For the second day in a row, I woke up with the tremors of anxiety in my body.
The uncertainty of vocation loomed before me. As much as I tried to reassure myself that I have the skills to stay in my current career as well as the aptitude to forge a new one, I didn’t find immediate peace.
In desperation, I prayed for God to remove the anxiety. I started packing my room to take my mind off the recurring thoughts. I searched for articles on finding confidence.
Then I stumbled upon one which called out 2 Corinthians 12:9a
My grace is sufficient for you, for my power is made perfect in weakness
I asked myself, do you remember when you had felt weak?
“Yes, I do.” Then my tears couldn’t stop flowing.
There was an episode many years back where, after a mistake at work, I had lost confidence in performing my job. I couldn’t bring myself to turn on the laptop in the morning; the ringing of the office phone would trigger uncertainty; every drafted email was read and re-read before I hit ‘send’. After an agonising sleepless night, I turned in my resignation letter to my boss to take responsibility for my error. In his kindness, he rejected it and explained that the mistake, while silly, wasn’t as serious as it seemed.
In those moments of weakness, His Presence was most real. At the end of each day, I thanked Him for the strength and grace granted each day; I grasped His promises and His word comforted me; when I shared vulnerably with my church mates on my struggles, they prayed with me. In my weakness, He revealed His Power as the God of my today and tomorrow.
I had told myself: as much as I treasure this experience with God, where He drew me so close to Him, I don’t want to be weak again.
I don’t want to contend again with the sense of a lack of control.
I don’t want to live with this unnerving uncertainty.
But here I am again.
As I recall this period in my life, I shed tears of gratefulness.

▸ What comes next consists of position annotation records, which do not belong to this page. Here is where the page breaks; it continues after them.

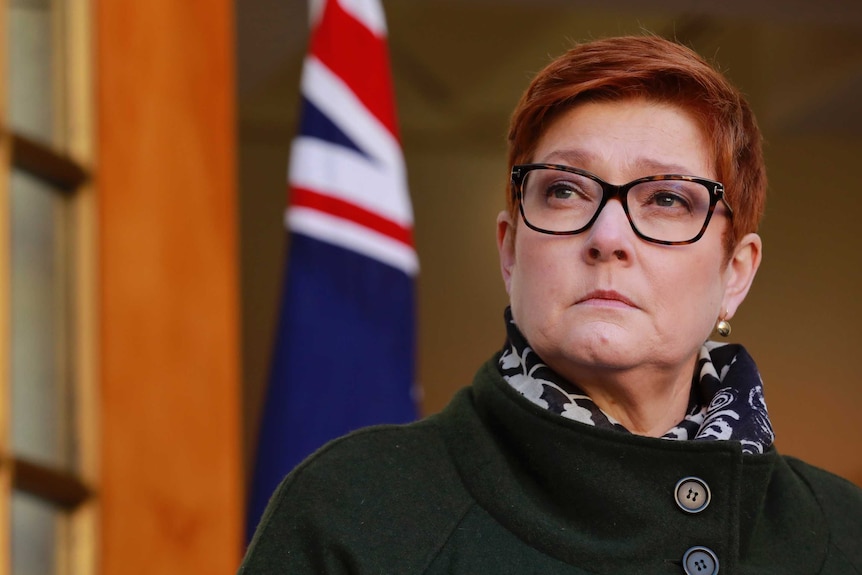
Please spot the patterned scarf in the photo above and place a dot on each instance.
(726, 378)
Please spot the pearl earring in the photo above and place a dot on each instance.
(723, 326)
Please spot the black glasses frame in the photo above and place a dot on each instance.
(610, 191)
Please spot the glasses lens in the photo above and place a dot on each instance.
(669, 210)
(558, 201)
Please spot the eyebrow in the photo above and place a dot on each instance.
(582, 158)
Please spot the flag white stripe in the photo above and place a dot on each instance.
(353, 237)
(369, 13)
(338, 103)
(340, 172)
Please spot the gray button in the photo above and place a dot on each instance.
(700, 561)
(692, 494)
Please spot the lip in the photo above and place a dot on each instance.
(606, 298)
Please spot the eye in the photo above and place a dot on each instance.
(561, 191)
(665, 199)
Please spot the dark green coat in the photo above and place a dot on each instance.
(495, 485)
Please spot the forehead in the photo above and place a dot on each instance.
(631, 138)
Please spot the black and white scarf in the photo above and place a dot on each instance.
(726, 402)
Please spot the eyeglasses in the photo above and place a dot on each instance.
(667, 209)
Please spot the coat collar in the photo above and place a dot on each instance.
(604, 500)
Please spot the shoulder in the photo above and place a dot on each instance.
(841, 504)
(379, 497)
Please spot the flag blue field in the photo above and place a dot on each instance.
(345, 349)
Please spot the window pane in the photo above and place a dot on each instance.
(40, 295)
(31, 68)
(35, 526)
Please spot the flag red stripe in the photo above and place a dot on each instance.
(361, 59)
(300, 197)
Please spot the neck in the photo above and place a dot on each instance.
(647, 404)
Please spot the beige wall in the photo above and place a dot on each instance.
(459, 69)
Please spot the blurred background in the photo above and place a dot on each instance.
(144, 153)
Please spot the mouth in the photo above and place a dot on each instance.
(606, 298)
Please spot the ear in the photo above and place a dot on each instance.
(506, 246)
(740, 272)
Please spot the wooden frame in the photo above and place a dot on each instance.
(62, 163)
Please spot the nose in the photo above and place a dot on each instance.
(611, 235)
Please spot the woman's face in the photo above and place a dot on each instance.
(604, 300)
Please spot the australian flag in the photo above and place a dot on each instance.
(344, 354)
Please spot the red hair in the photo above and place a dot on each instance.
(662, 71)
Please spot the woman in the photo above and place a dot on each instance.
(606, 436)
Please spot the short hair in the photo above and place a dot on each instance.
(663, 71)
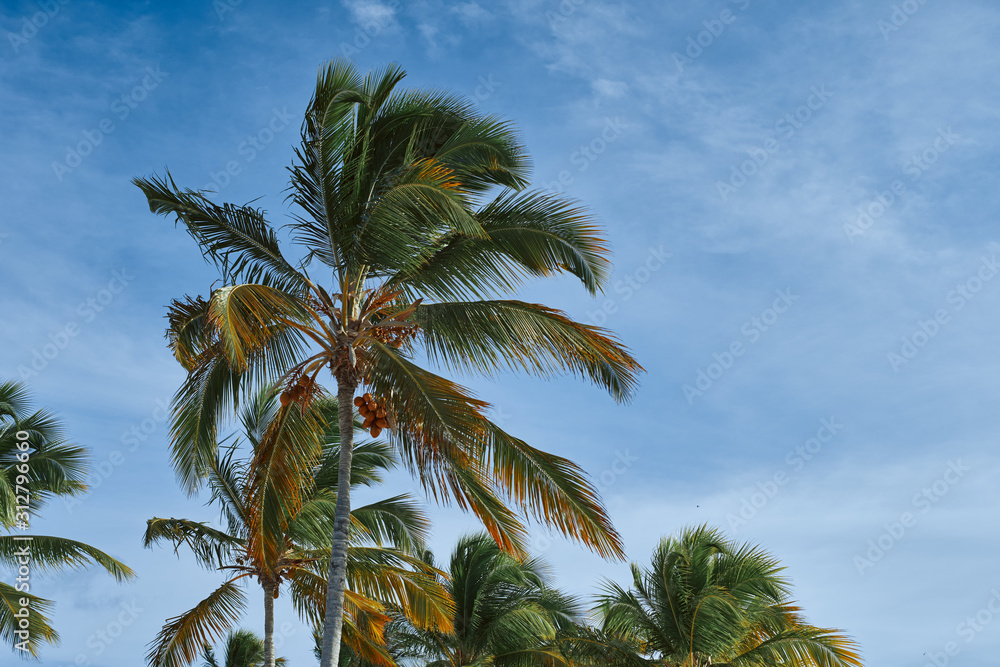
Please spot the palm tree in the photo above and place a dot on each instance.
(706, 600)
(243, 649)
(506, 615)
(285, 537)
(414, 203)
(37, 463)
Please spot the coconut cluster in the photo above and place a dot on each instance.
(373, 413)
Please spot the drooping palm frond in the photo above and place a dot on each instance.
(53, 554)
(236, 238)
(183, 636)
(36, 631)
(523, 336)
(211, 548)
(37, 463)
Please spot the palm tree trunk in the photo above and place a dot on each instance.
(336, 584)
(269, 625)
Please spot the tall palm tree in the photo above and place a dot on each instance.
(506, 615)
(412, 204)
(285, 537)
(37, 463)
(706, 600)
(243, 649)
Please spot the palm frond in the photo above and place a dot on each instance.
(37, 629)
(211, 548)
(183, 636)
(236, 238)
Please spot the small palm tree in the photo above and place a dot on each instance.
(506, 615)
(411, 208)
(284, 537)
(706, 600)
(37, 463)
(243, 649)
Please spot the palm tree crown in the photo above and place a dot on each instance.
(412, 204)
(506, 614)
(284, 538)
(706, 600)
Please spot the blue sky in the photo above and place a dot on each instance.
(801, 201)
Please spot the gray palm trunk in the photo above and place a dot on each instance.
(269, 625)
(333, 619)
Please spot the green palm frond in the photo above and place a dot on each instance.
(524, 336)
(236, 238)
(211, 548)
(183, 636)
(706, 598)
(27, 640)
(53, 554)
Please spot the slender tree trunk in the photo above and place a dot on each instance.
(333, 621)
(269, 625)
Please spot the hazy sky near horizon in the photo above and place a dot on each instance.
(801, 200)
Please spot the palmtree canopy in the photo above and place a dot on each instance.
(416, 228)
(37, 463)
(280, 536)
(506, 615)
(243, 648)
(706, 600)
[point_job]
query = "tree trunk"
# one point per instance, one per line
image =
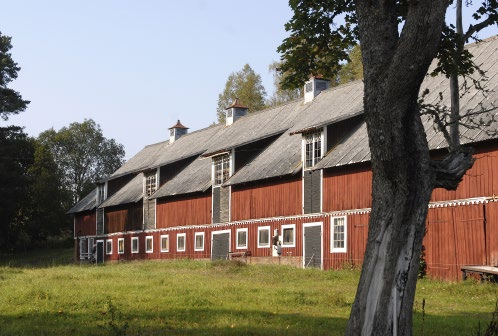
(403, 178)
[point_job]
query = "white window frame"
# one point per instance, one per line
(198, 234)
(184, 236)
(151, 239)
(133, 239)
(263, 228)
(286, 227)
(312, 139)
(238, 246)
(108, 246)
(161, 241)
(120, 241)
(333, 226)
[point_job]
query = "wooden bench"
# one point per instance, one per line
(485, 272)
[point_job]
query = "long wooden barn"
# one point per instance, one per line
(290, 185)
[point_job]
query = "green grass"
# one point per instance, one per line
(42, 296)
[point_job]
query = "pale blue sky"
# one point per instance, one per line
(135, 67)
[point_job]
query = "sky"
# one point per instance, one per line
(136, 67)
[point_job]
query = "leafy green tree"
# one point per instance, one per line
(83, 155)
(281, 95)
(11, 101)
(399, 40)
(245, 85)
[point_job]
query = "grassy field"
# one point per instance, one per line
(47, 296)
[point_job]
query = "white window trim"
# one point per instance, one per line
(261, 228)
(289, 226)
(332, 228)
(138, 244)
(184, 235)
(246, 230)
(161, 242)
(195, 241)
(121, 240)
(151, 238)
(108, 251)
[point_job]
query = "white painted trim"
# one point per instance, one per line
(321, 240)
(338, 249)
(195, 241)
(288, 226)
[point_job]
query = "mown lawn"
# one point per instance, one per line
(47, 296)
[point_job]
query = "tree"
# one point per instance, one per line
(245, 85)
(83, 155)
(281, 95)
(399, 40)
(11, 101)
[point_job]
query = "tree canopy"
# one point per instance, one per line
(245, 85)
(399, 40)
(83, 155)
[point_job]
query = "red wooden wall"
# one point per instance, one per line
(268, 199)
(183, 210)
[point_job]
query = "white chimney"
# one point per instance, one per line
(176, 131)
(313, 87)
(234, 112)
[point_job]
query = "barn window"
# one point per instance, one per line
(108, 246)
(180, 242)
(149, 244)
(199, 241)
(164, 243)
(150, 184)
(134, 244)
(264, 236)
(221, 168)
(120, 245)
(339, 234)
(312, 149)
(242, 238)
(289, 235)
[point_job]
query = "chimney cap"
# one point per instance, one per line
(178, 125)
(236, 104)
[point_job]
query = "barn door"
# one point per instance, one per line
(312, 245)
(220, 245)
(100, 252)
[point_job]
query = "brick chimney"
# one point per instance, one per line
(234, 112)
(176, 131)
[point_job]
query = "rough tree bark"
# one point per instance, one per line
(403, 176)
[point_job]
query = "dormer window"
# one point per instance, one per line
(221, 168)
(313, 149)
(150, 184)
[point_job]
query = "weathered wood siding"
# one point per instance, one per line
(123, 218)
(184, 210)
(85, 224)
(346, 189)
(268, 199)
(481, 180)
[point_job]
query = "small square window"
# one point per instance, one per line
(165, 243)
(264, 236)
(134, 244)
(180, 242)
(199, 241)
(242, 238)
(289, 235)
(108, 246)
(120, 245)
(149, 244)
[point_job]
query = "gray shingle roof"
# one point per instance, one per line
(196, 177)
(132, 192)
(87, 203)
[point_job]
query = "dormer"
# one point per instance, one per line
(234, 112)
(176, 131)
(313, 87)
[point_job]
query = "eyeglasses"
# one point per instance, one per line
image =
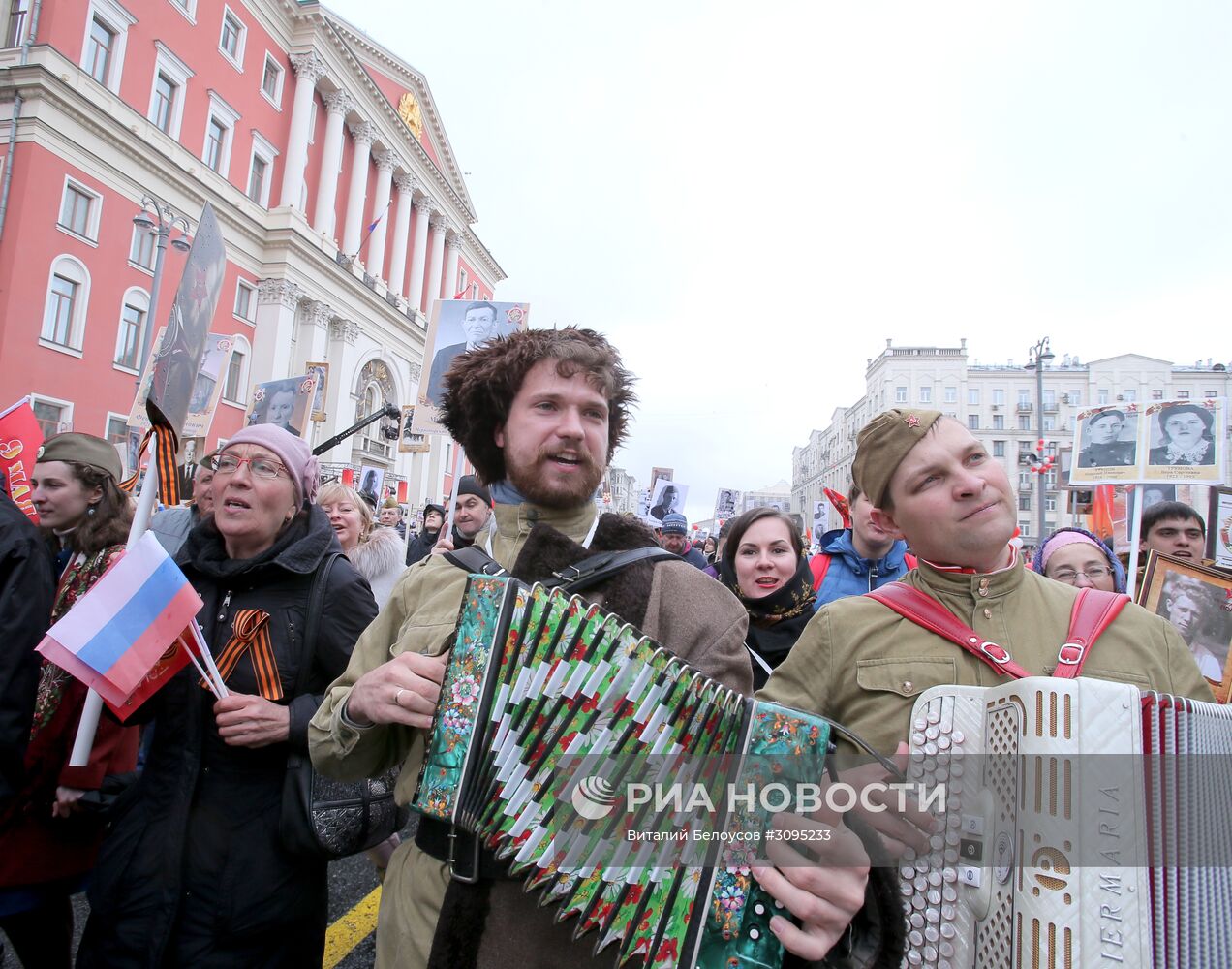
(261, 467)
(1068, 575)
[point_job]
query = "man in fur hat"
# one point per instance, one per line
(539, 415)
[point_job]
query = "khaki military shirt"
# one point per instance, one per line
(863, 665)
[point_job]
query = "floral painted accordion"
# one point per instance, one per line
(602, 766)
(1084, 824)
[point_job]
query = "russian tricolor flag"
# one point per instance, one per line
(113, 635)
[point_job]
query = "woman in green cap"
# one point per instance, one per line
(46, 842)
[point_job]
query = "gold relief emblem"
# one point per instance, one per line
(408, 109)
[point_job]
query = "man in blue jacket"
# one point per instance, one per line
(859, 558)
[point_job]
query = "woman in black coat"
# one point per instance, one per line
(193, 872)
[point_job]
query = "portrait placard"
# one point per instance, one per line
(408, 440)
(318, 398)
(1198, 602)
(455, 327)
(284, 402)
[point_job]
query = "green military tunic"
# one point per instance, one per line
(687, 610)
(863, 665)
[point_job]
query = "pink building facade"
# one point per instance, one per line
(341, 204)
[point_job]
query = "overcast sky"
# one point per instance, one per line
(750, 202)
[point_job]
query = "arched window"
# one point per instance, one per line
(135, 311)
(235, 386)
(68, 295)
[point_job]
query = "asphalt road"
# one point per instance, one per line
(350, 881)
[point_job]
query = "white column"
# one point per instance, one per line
(401, 231)
(434, 275)
(336, 105)
(453, 244)
(375, 263)
(363, 134)
(419, 253)
(276, 304)
(308, 67)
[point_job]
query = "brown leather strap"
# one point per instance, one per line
(1093, 611)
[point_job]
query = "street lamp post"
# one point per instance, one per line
(168, 220)
(1040, 354)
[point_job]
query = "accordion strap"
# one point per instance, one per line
(1093, 611)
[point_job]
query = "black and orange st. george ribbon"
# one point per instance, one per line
(250, 634)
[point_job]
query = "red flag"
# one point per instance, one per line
(19, 440)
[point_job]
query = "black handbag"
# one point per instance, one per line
(323, 818)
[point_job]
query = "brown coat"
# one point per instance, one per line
(671, 602)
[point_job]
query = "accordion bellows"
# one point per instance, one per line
(1086, 824)
(549, 710)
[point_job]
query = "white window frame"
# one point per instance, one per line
(179, 73)
(276, 98)
(148, 270)
(54, 402)
(93, 217)
(117, 19)
(241, 284)
(244, 348)
(134, 296)
(265, 150)
(107, 422)
(77, 326)
(228, 117)
(187, 10)
(236, 59)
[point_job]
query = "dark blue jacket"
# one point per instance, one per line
(850, 575)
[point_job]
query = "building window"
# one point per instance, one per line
(261, 171)
(68, 293)
(245, 301)
(235, 386)
(140, 252)
(220, 132)
(167, 96)
(231, 41)
(79, 211)
(50, 416)
(271, 80)
(16, 30)
(99, 50)
(132, 329)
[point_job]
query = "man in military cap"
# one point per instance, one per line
(934, 484)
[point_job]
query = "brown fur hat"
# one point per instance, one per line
(480, 385)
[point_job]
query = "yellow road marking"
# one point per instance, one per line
(352, 928)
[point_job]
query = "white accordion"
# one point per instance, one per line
(1084, 824)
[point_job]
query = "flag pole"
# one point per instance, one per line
(93, 707)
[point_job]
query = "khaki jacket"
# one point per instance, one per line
(687, 610)
(863, 665)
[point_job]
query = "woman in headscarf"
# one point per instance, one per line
(764, 565)
(194, 872)
(46, 842)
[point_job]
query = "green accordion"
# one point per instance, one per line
(628, 787)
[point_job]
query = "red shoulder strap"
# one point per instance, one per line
(927, 611)
(819, 565)
(1093, 611)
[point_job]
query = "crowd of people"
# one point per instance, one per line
(172, 828)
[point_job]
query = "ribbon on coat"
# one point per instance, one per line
(164, 456)
(250, 634)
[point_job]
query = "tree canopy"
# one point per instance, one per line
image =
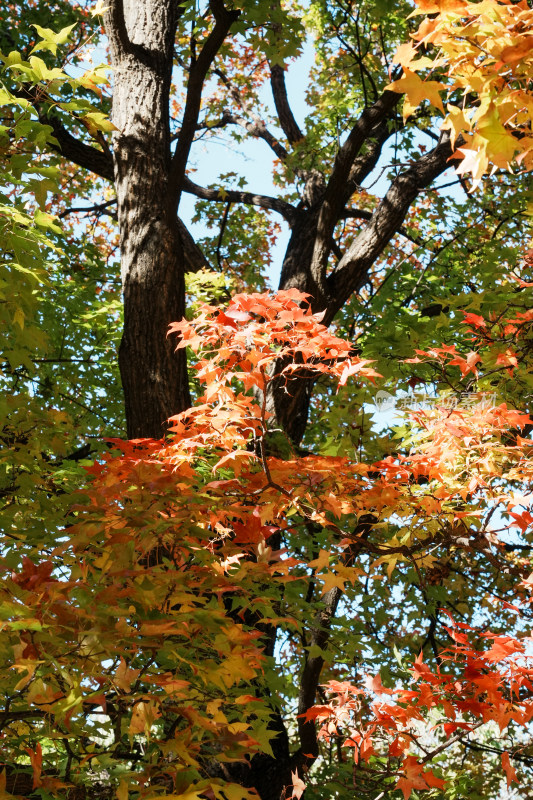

I’ve no doubt that God will sustain me and carry me through this new testing.
Therefore I will boast all the more gladly about my weaknesses, so that Christ’s power may rest on me. That is why, for Christ’s sake, I delight in weaknesses, in insults, in hardships,in persecutions, in difficulties. For when I am weak, then I am strong.
2 Corinthians 12:9b-10
Here I am, boasting in my weakness, so that Christ’s power may rest on me. I can’t say now that I delight in my weakness but I know that He promises His grace, power and strength.